If he were to argue that the government shouldn't be providing loans, I could agree with him. But, to say a mere 2% difference in those loan rates causes all the student loan crisis is just dishonest.

Eddie Williams

I like the mention of the humanity aspect. So much we get caught up with the money aspect. There is a more fundamental concern than money and humanity is one of them.

Jon Harrison

There's no question that college costs have been rising rapidly and for years because the education "market" is warped by 1) government grants, guarantees, and subsidies that allow anyone who wants to attend college to do so, and 2) the perception that a four-year degree is something everyone needs to have. Colleges have an almost unlimited, captive market for their "product," and government ensures that everybody can "afford" to buy it. So of course prices just keep rising. This is not news.

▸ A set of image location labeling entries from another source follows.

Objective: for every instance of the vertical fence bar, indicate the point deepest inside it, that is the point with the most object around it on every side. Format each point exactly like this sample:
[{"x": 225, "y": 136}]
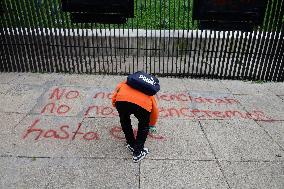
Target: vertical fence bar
[{"x": 274, "y": 42}]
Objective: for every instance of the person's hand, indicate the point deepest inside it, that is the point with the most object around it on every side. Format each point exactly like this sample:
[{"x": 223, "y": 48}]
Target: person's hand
[{"x": 152, "y": 129}]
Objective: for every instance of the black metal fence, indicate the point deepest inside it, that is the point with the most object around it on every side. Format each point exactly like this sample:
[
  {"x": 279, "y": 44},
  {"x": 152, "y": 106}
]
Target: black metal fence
[{"x": 162, "y": 39}]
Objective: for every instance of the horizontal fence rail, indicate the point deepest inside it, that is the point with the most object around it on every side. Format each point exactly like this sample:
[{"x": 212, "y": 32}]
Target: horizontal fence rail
[{"x": 162, "y": 39}]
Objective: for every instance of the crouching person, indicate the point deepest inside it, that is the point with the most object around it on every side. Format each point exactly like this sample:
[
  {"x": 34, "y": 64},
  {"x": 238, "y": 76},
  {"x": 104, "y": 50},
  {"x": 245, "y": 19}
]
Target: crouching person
[{"x": 127, "y": 101}]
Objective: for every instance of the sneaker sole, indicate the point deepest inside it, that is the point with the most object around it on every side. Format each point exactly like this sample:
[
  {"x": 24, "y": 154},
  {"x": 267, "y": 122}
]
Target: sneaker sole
[{"x": 145, "y": 152}]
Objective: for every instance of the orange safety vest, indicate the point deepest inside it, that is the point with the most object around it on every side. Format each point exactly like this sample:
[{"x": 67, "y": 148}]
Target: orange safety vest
[{"x": 124, "y": 92}]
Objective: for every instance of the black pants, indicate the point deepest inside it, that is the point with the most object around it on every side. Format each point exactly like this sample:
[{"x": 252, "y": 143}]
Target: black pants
[{"x": 125, "y": 109}]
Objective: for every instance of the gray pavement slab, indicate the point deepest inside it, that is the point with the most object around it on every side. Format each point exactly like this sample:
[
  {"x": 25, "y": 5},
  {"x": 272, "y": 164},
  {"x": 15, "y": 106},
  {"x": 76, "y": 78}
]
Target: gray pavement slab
[
  {"x": 211, "y": 134},
  {"x": 181, "y": 174},
  {"x": 68, "y": 173},
  {"x": 270, "y": 105},
  {"x": 261, "y": 175},
  {"x": 64, "y": 101},
  {"x": 20, "y": 98},
  {"x": 103, "y": 140},
  {"x": 241, "y": 140},
  {"x": 8, "y": 122},
  {"x": 8, "y": 77},
  {"x": 248, "y": 87},
  {"x": 179, "y": 140},
  {"x": 275, "y": 130},
  {"x": 4, "y": 88},
  {"x": 45, "y": 136},
  {"x": 36, "y": 78},
  {"x": 80, "y": 80}
]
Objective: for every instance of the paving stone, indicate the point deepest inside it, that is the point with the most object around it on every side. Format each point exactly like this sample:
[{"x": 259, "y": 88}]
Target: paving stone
[
  {"x": 248, "y": 87},
  {"x": 82, "y": 80},
  {"x": 64, "y": 101},
  {"x": 275, "y": 130},
  {"x": 8, "y": 77},
  {"x": 46, "y": 136},
  {"x": 270, "y": 105},
  {"x": 37, "y": 78},
  {"x": 20, "y": 98},
  {"x": 181, "y": 174},
  {"x": 4, "y": 88},
  {"x": 179, "y": 140},
  {"x": 241, "y": 140},
  {"x": 68, "y": 173},
  {"x": 8, "y": 121},
  {"x": 260, "y": 175}
]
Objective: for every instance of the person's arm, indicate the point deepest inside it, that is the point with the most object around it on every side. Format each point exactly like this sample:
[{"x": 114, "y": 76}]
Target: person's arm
[
  {"x": 154, "y": 113},
  {"x": 113, "y": 98}
]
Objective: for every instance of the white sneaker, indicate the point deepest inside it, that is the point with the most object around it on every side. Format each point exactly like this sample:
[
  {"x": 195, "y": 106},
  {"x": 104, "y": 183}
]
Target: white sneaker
[{"x": 140, "y": 156}]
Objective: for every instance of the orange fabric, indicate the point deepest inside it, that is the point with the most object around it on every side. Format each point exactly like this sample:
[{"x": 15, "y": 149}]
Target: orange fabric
[{"x": 123, "y": 92}]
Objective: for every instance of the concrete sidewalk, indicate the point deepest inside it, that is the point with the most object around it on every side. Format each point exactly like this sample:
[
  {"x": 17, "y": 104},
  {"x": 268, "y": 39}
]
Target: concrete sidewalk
[{"x": 60, "y": 131}]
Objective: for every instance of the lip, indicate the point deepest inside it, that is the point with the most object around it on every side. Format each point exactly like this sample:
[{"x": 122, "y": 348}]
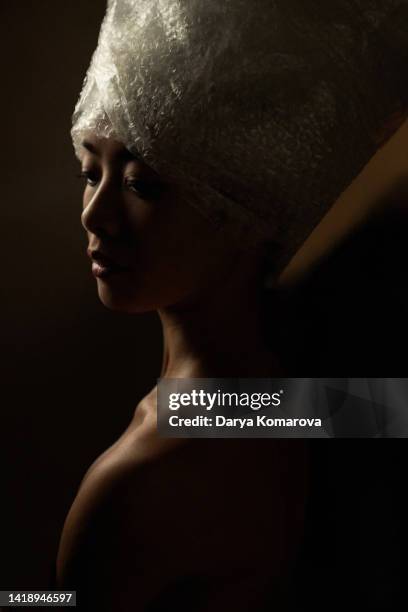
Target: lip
[
  {"x": 100, "y": 270},
  {"x": 102, "y": 264}
]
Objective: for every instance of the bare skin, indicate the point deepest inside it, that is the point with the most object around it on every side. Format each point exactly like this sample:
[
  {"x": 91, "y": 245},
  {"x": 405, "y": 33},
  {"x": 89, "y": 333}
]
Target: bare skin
[{"x": 171, "y": 524}]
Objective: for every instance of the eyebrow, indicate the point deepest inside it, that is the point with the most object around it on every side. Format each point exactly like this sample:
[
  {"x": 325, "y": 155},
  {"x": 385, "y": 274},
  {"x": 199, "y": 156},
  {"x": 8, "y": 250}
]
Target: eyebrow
[{"x": 123, "y": 155}]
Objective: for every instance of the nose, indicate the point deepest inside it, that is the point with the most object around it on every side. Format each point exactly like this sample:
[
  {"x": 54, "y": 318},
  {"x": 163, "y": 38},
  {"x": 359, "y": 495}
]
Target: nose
[{"x": 102, "y": 213}]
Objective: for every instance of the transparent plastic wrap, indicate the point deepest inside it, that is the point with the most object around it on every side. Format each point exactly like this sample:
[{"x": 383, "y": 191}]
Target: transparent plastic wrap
[{"x": 263, "y": 111}]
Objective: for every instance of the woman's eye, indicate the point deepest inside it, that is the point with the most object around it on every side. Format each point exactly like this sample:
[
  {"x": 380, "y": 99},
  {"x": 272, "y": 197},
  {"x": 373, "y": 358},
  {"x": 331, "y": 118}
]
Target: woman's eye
[
  {"x": 143, "y": 189},
  {"x": 90, "y": 177}
]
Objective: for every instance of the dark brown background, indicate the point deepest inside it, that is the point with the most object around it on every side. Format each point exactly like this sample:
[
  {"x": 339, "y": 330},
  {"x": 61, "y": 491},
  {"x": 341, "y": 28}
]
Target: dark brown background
[{"x": 72, "y": 372}]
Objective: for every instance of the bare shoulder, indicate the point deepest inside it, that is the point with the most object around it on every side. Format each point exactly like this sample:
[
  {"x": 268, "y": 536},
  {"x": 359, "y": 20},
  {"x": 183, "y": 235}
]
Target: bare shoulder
[
  {"x": 151, "y": 511},
  {"x": 104, "y": 537}
]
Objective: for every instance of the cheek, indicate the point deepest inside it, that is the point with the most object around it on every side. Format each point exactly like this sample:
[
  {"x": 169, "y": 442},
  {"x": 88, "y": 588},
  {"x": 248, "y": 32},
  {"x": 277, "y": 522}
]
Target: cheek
[{"x": 176, "y": 252}]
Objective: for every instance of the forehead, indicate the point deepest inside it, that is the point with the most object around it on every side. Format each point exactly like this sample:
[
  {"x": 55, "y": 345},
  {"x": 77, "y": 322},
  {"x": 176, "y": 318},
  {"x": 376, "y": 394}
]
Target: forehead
[{"x": 106, "y": 148}]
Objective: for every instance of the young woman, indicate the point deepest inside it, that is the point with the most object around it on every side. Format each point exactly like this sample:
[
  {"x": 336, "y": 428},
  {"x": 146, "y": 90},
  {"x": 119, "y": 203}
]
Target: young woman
[{"x": 209, "y": 141}]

CATO has put out God knows how many studies on the subject.

As for interest rates, when was the last time they responded to market forces? The Fed has kept interest rates artificially low for most of this century. And the private sector is no better — remember the Libor scandal? The idea that a true free market exists anywhere under the big government/corporate capitalism duopoly is nonsense.

The funny thing about Liberty is that it publishes numerous essays claiming a libertarian bent, but written by professors at public universities — that is, employees of the state. Some of these people have never held a job in the private sector. After spending thirty plus years working strictly in the private sector, why should I pay serious attention to the ruminations of a state worker?

Kyle Scott

Thanks for your comments. In addition to being an elected official and a faculty member at a public university I also own and operate a car dealership--the largest privately owned in Houston. As to your question about interest rates I think you have missed the point of the article, I do not dispute the 'is'--which I think we are on the same page--rather, I suggest the 'ought.'

Jon Harrison

Now that's an interesting combination -- prof and car salesman! I'm sorry, I couldn't resist the urge to tweak you. I do admire the equanimity you maintain in the face of my little barbs. Clearly, you're a gentleman.

My question was merely a rhetorical one. My point was that the "ought" is unachievable, given the domination over the economy exercised by the big government/corporate capitalism duopoly (my apologies for the neologism).

Houston is such a dreadful place. Why do you live there, if I may ask?

Fred Mora

Your article is absolutely correct. It's sad that such obvious points are alien thoughts to a majority of our elites.